Tuesday, January 19, 2010

How to Create Captivating Plant Combinations, or Have Daylily, Will Travel

I've been going through my photos from last summer, trying to organize (we're supposed to get organized in January, right?!). I came across a series I took one mid-summer afternoon of a daylily that came with my house. Since I don't know it's name I call it 'Liberty'. All I know is that it is an older variety, planted more than 25 years ago. I have also found that while I like it...I'm not sure why because I feel like no matter where I move it or combine it with its color fights with something!

So, inspired by Vita Sackville-West, I plucked a bloom and wandered about the grounds... yeah. Because my house and garden look so much like Sissinghurst. I hear it all the time.

Let me start over.

I picked a flower and walked around looking for possible companions in spots I know the daylily will be happy. Daylilies are easy, full sun to part shade (the more sun the more flowers) and nearly any soil conditions, though diminished flowering in hot, dry spots. Here are some of the photos I took!

with Rudbeckia. I like this, the daylily's color doesn't look muddy

with Daylily 'Paprika Velvet'. 'Liberty' looks a little muddy, however, the deep rich orange does a little blendy thing I like. And I like daylilies with other daylilies. Perhaps a yellow...

with tiger lilies. Doesn't grab me. I was thinking orange, burgundy spots...oh well. Not bad but not fab, either.

with a yellow variegated vinca. I kind of like this. And it's the start of a theme...

with apple green Hosta plantiginea, Heuchera 'Palace Purple', chartreuse Sagina subulata 'Aurea' aka Scotch Moss

with Hosta 'Frances Williams' and Amsonia

with Euonymus 'Emerald and Gold'

with Hosta plantiginea and Hydrangea 'Annabelle'

I'm still not sure I love the daylily with anything. It looks ok in several photos but after looking at it for so many years I know what happens to me when I look at it in my garden. It has a lot of brown that to my eye falls flat at certain times of the day and if I see it anywhere near pink my eyes bleed. I may try it up front with all the greens and yellows but I may also decide it's time to let it go. Maybe someone else would like it better and let it shine in their garden!

This is one way to play. As I wrote above, I learned this while reading articles of Vita Sackville-West's. She would wander around with a bloom, looking for other plants to combine and make the most of all present. And I know from reading of many other wonderful gardeners, they do this as well.

And while you're out walking around, take some photos - they give you the perspective to observe things like a plant's form and texture and how it combines and contrasts with surrounding plants, and allows you to learn to trust your eye, to know what you find pleasing.

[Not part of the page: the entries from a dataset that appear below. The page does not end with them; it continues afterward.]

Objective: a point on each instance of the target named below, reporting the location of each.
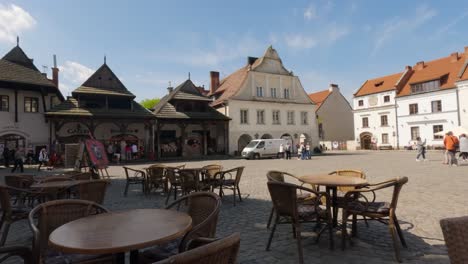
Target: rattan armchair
(455, 232)
(204, 209)
(229, 179)
(289, 211)
(209, 251)
(356, 203)
(46, 217)
(16, 251)
(133, 177)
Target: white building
(264, 100)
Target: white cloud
(300, 41)
(13, 21)
(72, 75)
(398, 25)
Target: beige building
(25, 94)
(264, 100)
(334, 117)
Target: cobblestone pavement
(434, 191)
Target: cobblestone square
(434, 191)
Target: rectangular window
(244, 116)
(259, 91)
(384, 120)
(290, 117)
(5, 103)
(31, 105)
(437, 128)
(365, 122)
(261, 117)
(276, 117)
(273, 92)
(384, 138)
(413, 109)
(304, 118)
(436, 106)
(286, 93)
(414, 133)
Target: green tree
(150, 103)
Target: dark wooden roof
(104, 82)
(186, 91)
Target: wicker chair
(134, 177)
(455, 232)
(209, 251)
(156, 178)
(357, 204)
(226, 180)
(46, 217)
(289, 211)
(16, 251)
(204, 209)
(278, 176)
(94, 190)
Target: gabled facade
(334, 116)
(25, 95)
(264, 100)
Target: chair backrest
(204, 209)
(455, 232)
(211, 170)
(46, 217)
(348, 173)
(94, 190)
(221, 251)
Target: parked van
(263, 148)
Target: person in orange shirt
(451, 144)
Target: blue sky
(149, 43)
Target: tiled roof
(319, 97)
(70, 107)
(103, 81)
(378, 85)
(446, 69)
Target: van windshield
(252, 144)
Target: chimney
(419, 66)
(454, 57)
(333, 87)
(55, 72)
(214, 81)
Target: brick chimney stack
(214, 81)
(55, 71)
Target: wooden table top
(56, 184)
(333, 180)
(121, 231)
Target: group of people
(303, 151)
(452, 145)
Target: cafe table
(119, 232)
(331, 183)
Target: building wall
(32, 126)
(336, 116)
(426, 119)
(374, 107)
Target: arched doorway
(366, 140)
(243, 141)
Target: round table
(332, 182)
(119, 232)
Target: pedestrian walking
(19, 160)
(463, 147)
(421, 147)
(451, 144)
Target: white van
(263, 148)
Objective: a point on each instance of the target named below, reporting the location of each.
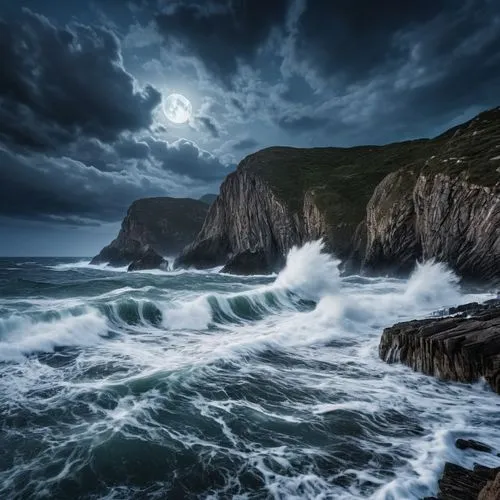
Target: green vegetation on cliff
(343, 179)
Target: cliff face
(464, 348)
(154, 226)
(380, 207)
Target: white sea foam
(245, 375)
(20, 336)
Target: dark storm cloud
(58, 84)
(246, 143)
(209, 124)
(352, 39)
(63, 188)
(299, 123)
(221, 33)
(184, 158)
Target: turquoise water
(202, 385)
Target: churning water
(201, 385)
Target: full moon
(177, 108)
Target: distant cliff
(152, 228)
(377, 207)
(208, 198)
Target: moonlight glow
(177, 108)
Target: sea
(196, 384)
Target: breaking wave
(200, 385)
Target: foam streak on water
(200, 385)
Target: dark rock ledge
(459, 483)
(464, 347)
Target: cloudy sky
(83, 128)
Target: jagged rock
(464, 444)
(164, 225)
(149, 260)
(461, 348)
(449, 210)
(492, 489)
(459, 483)
(252, 262)
(208, 198)
(379, 207)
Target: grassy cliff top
(343, 179)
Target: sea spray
(196, 384)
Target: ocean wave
(20, 336)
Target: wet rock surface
(149, 260)
(380, 208)
(160, 225)
(463, 348)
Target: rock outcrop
(459, 483)
(153, 227)
(381, 208)
(464, 348)
(208, 198)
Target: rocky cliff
(154, 227)
(377, 207)
(464, 347)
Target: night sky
(83, 129)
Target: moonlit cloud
(82, 128)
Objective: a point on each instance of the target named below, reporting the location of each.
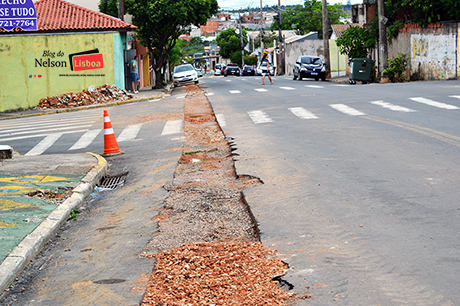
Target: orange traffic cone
(110, 142)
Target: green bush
(396, 67)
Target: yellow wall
(23, 82)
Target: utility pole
(242, 43)
(261, 28)
(327, 57)
(383, 51)
(280, 33)
(121, 12)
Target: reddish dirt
(207, 247)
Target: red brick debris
(216, 273)
(103, 94)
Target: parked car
(184, 74)
(271, 69)
(232, 69)
(217, 69)
(249, 70)
(309, 67)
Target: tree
(308, 18)
(161, 22)
(229, 42)
(358, 42)
(109, 7)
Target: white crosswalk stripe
(347, 110)
(314, 86)
(302, 113)
(43, 145)
(393, 107)
(259, 116)
(434, 103)
(129, 132)
(86, 139)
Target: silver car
(184, 74)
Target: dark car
(309, 67)
(249, 70)
(233, 69)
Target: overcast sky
(236, 4)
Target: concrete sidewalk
(143, 95)
(31, 210)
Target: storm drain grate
(113, 182)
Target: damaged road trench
(207, 247)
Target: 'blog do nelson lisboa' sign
(18, 14)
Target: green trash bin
(361, 69)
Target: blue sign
(18, 14)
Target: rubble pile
(105, 93)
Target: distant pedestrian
(134, 74)
(265, 67)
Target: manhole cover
(114, 181)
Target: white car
(184, 74)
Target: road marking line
(47, 123)
(314, 86)
(434, 103)
(129, 133)
(302, 113)
(43, 145)
(40, 135)
(221, 120)
(393, 107)
(172, 127)
(347, 110)
(86, 139)
(259, 117)
(29, 131)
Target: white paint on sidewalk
(43, 145)
(129, 133)
(434, 103)
(393, 107)
(86, 139)
(173, 127)
(347, 110)
(302, 113)
(259, 117)
(221, 120)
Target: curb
(33, 243)
(68, 110)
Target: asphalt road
(94, 260)
(361, 192)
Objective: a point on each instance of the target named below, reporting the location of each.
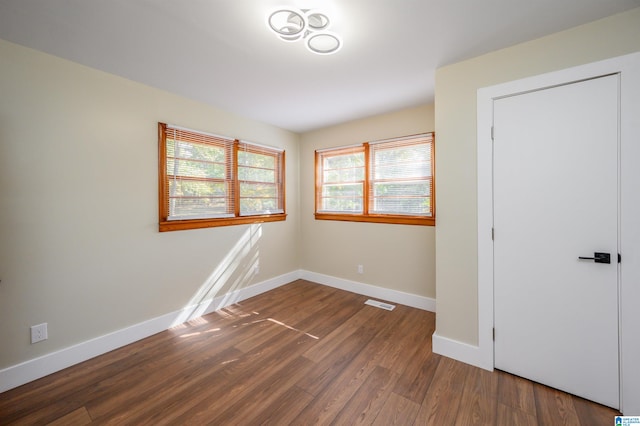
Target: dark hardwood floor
(301, 354)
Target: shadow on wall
(233, 273)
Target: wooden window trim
(366, 216)
(185, 224)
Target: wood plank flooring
(302, 354)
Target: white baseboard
(461, 351)
(33, 369)
(420, 302)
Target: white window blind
(342, 175)
(261, 179)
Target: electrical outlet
(39, 333)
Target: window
(207, 180)
(388, 181)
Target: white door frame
(628, 67)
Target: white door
(555, 200)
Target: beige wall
(456, 87)
(79, 245)
(396, 257)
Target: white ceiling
(220, 51)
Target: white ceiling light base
(291, 24)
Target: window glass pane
(403, 206)
(344, 205)
(420, 188)
(184, 208)
(256, 175)
(344, 175)
(188, 168)
(195, 151)
(191, 188)
(257, 190)
(249, 206)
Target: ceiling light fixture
(304, 24)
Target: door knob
(598, 257)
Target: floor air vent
(380, 305)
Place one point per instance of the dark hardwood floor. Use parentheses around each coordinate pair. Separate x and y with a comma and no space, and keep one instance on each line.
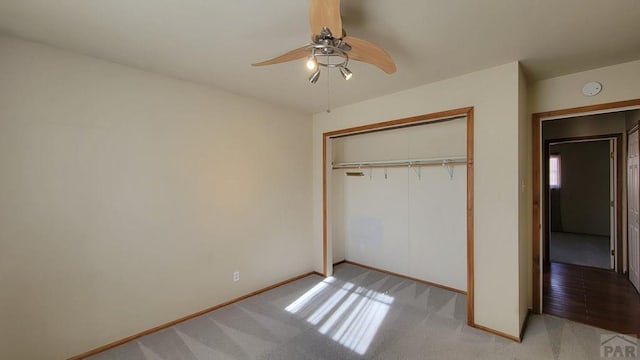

  1. I love that "anywhere near pink my eyes bleed" - too funny. It and anything yellow would do that to mine... So you haven't moved it yet? My vote would be to the greens - the euonymus maybe. Or perhaps it needs orange. Everything loves orange. (Or is that just me?)
    Thanks for visiting Blithewold and welcome to the interweb blogosphere!
    (If you can set up your comments to accept name/url and anonymous it makes it a little easier for people like me who can't get wordpress id, etc to work...! )

  2. @ underwaterer, I'm leaning towards moving it come April up by the greens, if I can squeeze it in by the euonymus that's my top choice! Not much orange up there - I am so with you about orange. What a color to make a combo sing!
    Thanks for the tip about my comments, I am still so learning in the blog arena.
    And thanks for stopping by!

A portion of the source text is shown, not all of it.